Wednesday, November 15, 2017

Presenting Evidence of Job Numbers and Waiver

On May 18, 2017, I argued Shaibi v. Berryhill to a panel of the Ninth Circuit.  That led to the panel decision.  The court found that:
We now hold that when a claimant fails entirely to challenge a vocational expert's job numbers during administrative proceedings before the agency, the claimant waives such a challenge on appeal, at least when that claimant is represented by counsel.
Shaibi isn't final.  Despite being issued on August 22, 2017, the mandate has not issued.  Shaibi filed a petition for rehearing and rehearing en banc that remains pending with the court.  The question is whether the Occupational Outlook Handbook and County Business Patterns have the same status as the Dictionary of Occupational Titles -- the claimant can bring that evidence in at the judicial review level for the first time.  While I think the answer is yes, I am not optimistic.

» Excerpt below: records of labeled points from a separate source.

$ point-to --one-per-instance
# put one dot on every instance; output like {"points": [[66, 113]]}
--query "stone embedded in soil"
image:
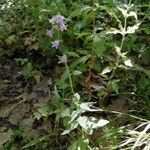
{"points": [[18, 113], [4, 111], [4, 137], [27, 122]]}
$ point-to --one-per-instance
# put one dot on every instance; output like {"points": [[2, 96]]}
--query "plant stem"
{"points": [[70, 79]]}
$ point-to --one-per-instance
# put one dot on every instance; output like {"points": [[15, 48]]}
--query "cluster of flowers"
{"points": [[59, 21]]}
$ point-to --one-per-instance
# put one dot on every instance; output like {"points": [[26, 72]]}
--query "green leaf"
{"points": [[44, 111], [98, 45]]}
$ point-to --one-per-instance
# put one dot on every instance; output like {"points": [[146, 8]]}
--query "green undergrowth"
{"points": [[99, 58]]}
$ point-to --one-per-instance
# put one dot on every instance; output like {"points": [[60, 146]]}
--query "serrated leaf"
{"points": [[132, 29]]}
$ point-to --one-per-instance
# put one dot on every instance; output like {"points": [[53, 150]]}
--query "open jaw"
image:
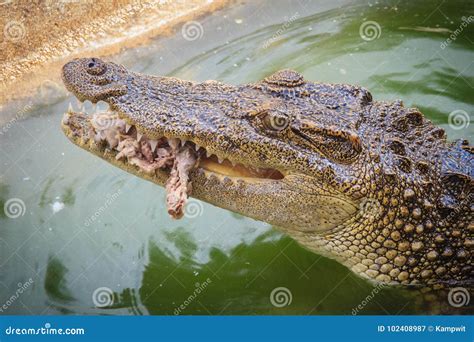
{"points": [[166, 158]]}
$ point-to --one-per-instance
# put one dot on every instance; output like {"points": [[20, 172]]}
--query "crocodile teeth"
{"points": [[153, 144]]}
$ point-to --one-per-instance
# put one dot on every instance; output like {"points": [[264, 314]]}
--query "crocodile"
{"points": [[374, 185]]}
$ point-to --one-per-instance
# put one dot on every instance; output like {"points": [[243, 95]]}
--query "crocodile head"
{"points": [[360, 181]]}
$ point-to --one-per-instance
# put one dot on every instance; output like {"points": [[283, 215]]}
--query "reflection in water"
{"points": [[90, 226]]}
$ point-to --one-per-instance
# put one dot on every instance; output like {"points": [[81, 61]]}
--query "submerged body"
{"points": [[371, 184]]}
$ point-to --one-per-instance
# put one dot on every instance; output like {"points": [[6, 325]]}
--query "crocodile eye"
{"points": [[95, 67], [342, 146], [276, 122]]}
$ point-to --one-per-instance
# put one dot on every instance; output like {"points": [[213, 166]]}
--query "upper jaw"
{"points": [[106, 130]]}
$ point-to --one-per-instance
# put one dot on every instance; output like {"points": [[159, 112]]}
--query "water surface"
{"points": [[91, 228]]}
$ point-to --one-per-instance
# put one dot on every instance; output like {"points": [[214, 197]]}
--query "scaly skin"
{"points": [[373, 185]]}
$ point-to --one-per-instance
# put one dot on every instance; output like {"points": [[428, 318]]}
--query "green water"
{"points": [[89, 226]]}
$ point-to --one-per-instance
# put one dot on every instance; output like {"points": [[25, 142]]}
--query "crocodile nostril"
{"points": [[95, 67]]}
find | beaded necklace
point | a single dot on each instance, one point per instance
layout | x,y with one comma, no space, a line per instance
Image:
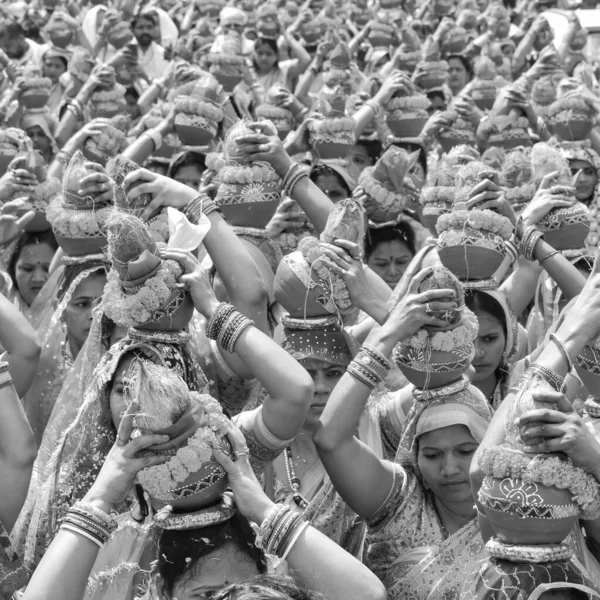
294,480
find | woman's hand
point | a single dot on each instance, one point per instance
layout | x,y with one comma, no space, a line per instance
489,195
343,258
196,280
559,428
11,226
16,182
122,464
91,129
98,185
265,145
547,197
249,495
416,310
285,219
165,191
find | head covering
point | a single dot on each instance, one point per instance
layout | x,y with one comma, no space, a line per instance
319,339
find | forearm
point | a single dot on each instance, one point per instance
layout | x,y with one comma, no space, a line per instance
19,340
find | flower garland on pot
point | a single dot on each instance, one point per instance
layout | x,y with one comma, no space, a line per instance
248,193
435,357
304,278
388,189
192,478
471,242
199,115
78,221
533,501
406,113
143,288
111,141
563,228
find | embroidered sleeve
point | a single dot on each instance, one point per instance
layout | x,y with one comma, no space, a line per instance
395,498
263,446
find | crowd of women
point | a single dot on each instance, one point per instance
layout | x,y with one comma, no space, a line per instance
299,300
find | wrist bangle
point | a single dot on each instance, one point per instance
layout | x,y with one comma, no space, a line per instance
155,136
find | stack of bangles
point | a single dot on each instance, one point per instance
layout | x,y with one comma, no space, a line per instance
280,530
369,367
528,240
89,522
294,174
75,107
200,205
226,326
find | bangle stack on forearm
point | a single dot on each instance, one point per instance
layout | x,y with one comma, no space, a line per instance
370,367
280,530
89,522
226,326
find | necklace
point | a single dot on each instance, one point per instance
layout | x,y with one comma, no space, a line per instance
293,480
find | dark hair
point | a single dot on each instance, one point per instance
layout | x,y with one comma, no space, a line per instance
180,551
467,64
186,159
266,587
401,232
29,239
373,148
321,170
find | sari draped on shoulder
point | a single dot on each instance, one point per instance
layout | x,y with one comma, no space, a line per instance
408,550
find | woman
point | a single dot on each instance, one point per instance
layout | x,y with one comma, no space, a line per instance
499,344
389,250
28,267
187,168
423,530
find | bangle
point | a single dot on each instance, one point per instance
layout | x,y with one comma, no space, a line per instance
541,260
558,342
374,106
155,136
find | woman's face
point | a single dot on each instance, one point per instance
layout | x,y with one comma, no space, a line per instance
116,398
223,567
330,185
31,270
389,260
489,346
458,76
189,175
40,140
444,459
359,157
325,377
264,57
78,313
54,68
585,177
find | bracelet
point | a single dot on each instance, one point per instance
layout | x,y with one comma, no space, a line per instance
81,532
374,106
541,260
555,380
155,136
559,344
216,322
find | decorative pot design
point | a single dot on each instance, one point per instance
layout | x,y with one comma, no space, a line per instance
526,513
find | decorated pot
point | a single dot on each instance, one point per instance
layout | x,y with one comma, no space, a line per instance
427,369
173,317
527,513
566,228
471,253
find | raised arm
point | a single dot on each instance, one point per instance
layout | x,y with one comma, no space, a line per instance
315,561
362,479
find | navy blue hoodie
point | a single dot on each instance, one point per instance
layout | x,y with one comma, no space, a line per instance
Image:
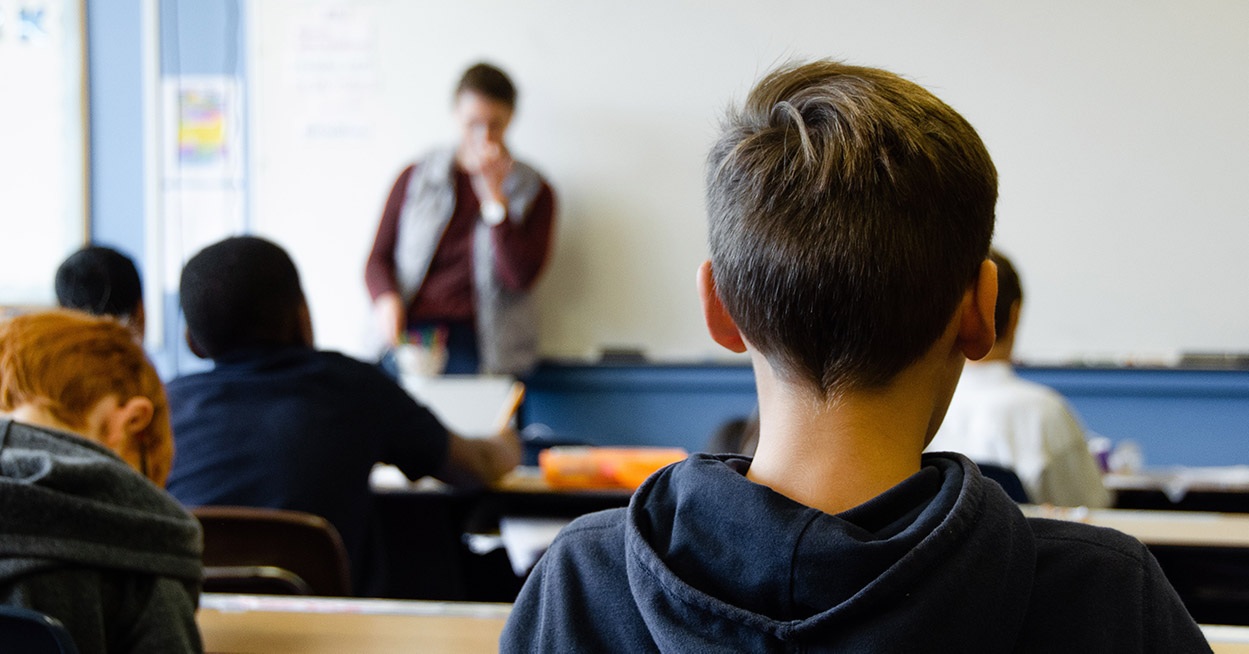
706,561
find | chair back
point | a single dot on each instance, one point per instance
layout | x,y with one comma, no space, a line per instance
262,551
31,632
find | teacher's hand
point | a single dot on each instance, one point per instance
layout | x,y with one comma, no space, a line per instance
391,317
491,164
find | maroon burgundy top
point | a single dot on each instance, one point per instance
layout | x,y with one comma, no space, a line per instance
446,292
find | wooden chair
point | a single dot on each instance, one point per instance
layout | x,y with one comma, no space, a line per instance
272,552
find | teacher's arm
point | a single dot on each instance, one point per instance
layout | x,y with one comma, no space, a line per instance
521,247
380,270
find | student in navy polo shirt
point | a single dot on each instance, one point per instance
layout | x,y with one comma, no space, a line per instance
277,423
851,214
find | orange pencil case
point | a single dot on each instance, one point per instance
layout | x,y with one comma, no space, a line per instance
605,467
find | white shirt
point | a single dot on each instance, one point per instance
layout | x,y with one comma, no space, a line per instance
997,417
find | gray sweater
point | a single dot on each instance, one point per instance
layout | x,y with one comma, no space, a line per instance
91,542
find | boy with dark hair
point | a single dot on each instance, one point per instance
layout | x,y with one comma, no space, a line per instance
851,215
103,282
277,423
999,418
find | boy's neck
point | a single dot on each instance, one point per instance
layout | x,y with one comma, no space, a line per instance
837,453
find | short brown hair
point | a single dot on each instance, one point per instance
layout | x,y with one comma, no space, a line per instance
66,362
849,210
490,81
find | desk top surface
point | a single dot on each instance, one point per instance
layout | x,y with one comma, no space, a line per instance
1159,527
1178,481
276,624
237,624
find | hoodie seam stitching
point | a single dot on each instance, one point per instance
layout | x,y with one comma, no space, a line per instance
793,561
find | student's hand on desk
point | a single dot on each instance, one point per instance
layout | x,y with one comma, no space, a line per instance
391,317
485,458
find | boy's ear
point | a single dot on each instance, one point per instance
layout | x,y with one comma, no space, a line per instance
720,323
976,333
126,422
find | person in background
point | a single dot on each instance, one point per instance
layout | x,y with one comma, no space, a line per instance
999,418
103,282
851,214
86,534
277,423
462,240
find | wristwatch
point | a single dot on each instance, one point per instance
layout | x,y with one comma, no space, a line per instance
492,212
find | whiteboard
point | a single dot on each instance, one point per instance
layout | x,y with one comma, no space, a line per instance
1118,129
43,164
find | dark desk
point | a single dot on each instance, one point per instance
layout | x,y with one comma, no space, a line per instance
1222,489
424,534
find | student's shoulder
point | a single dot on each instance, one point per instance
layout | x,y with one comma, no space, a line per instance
595,538
1074,538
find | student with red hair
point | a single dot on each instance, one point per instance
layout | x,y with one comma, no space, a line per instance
86,533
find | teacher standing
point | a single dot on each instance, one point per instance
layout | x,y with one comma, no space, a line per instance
462,239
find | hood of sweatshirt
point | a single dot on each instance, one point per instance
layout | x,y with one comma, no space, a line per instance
68,501
908,568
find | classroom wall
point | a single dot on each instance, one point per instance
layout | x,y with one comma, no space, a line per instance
1117,127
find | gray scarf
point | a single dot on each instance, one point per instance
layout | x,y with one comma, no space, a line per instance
506,320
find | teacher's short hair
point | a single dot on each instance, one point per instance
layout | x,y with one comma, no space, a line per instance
849,210
239,293
1009,291
490,81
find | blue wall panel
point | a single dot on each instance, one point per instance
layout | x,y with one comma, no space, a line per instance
1179,417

On November 14, 2017, I argued Holden v. Berryhill to a panel of the Ninth Circuit that included Judge Murguia, a member of the Shaibi panel.  Holden did not have an attorney representative at the hearing -- he had a non-attorney representative at the hearing.  The Commissioner argues that a non-attorney qualified for direct payment of fees passes a test, maintains insurance, and qualifies as counsel under the Shaibi and Meanel test.  The panel did not press OGC on that concept that "counsel" includes non-attorneys. 

This is your pre-decision warning and notice.  Shaibi will likely survive and Holden will likely expand the waiver doctrine to include non-attorneys that are eligible for direct payment.  Whenever the vocational expert gives job numbers and the representative thinks that there is a real possibility that the ALJ will accept the vocational expert testimony to deny the case, the representative must break out the books, fire up the computer, print the pages, and present the contrary data to the ALJ and to the Appeals Council. 

I am not addressing the clear loser case.  A younger individual capable of a limited range of light work but still capable of the full range of sedentary work -- the claimant loses on the sedentary grid table.  Likewise, a person closely approaching advanced age capable of a narrow range of medium work but still capable of a wide range of light and sedentary work -- the claimant loses.  We are concerned about those cases where if the claimant cannot perform the identified work, and work of the same ilk, that the claimant wins.  A limited range of sedentary work at all ages; a limited range of light work for a person 50-54; a person over 55 with a limited range of medium work -- those cases require the full-court press. 

I said this at NOSSCR in September -- if you don't want to press the job numbers on the cusp cases, don't take the cusp cases.  If you take the case and don't present evidence of VE fraud (yes, I used that word), then don't be surprised if the claimant gets his/her benefits through a civil action for malpractice.  We need to start taking the cusp cases seriously and not depend on the lottery that this claimant will get one of those ALJ's that understands the mendacity of the vocational experts or that the disability bar is not supposed to be a hike up Mount Everest.  Those judges are not in the majority -- they are in the increasingly small minority.